Sie hatten geglaubt, in Frankreich als Helden empfangen zu werden, weil sie ihr Leben riskiert hatten, um die äußerste Bastion des französischen Staates zu verteidigen. Doch sie hatten einsehen müssen, dass die öffentliche Meinung sich geändert hatte und sie nun als reaktionäre Extremisten und unliebsame Einwanderer betrachtet wurden. Womöglich stand Dumas seit dieser Zeit in Alains Schuld. Falls Dumas nicht gar selbst Mitglied der Front National war. Bei den gegenwärtigen Verhältnissen war nichts ausgeschlossen.
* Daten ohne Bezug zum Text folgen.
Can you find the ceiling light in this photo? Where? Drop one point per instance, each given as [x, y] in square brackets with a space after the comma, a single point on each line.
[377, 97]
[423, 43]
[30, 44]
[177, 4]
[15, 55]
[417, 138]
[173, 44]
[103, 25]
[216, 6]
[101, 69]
»Ich kann verstehen, dass die Sache mit deinem Sohn dir nahe geht«, sagte Georges. »Aber du weißt genauso gut wie ich, dass keiner von uns etwas damit zu tun hat. Das war die letzte Warnung. Beim nächsten Mal fliegst du raus.«
»Das kannst du ja mal versuchen.«
»Ja, das kann ich. Dumas kann wählen. Du oder ich.«
Georges spürte, dass seine Worte Eindruck gemacht hatten. Selbst Alain wusste, dass Georges bis auf weiteres unentbehrlich war.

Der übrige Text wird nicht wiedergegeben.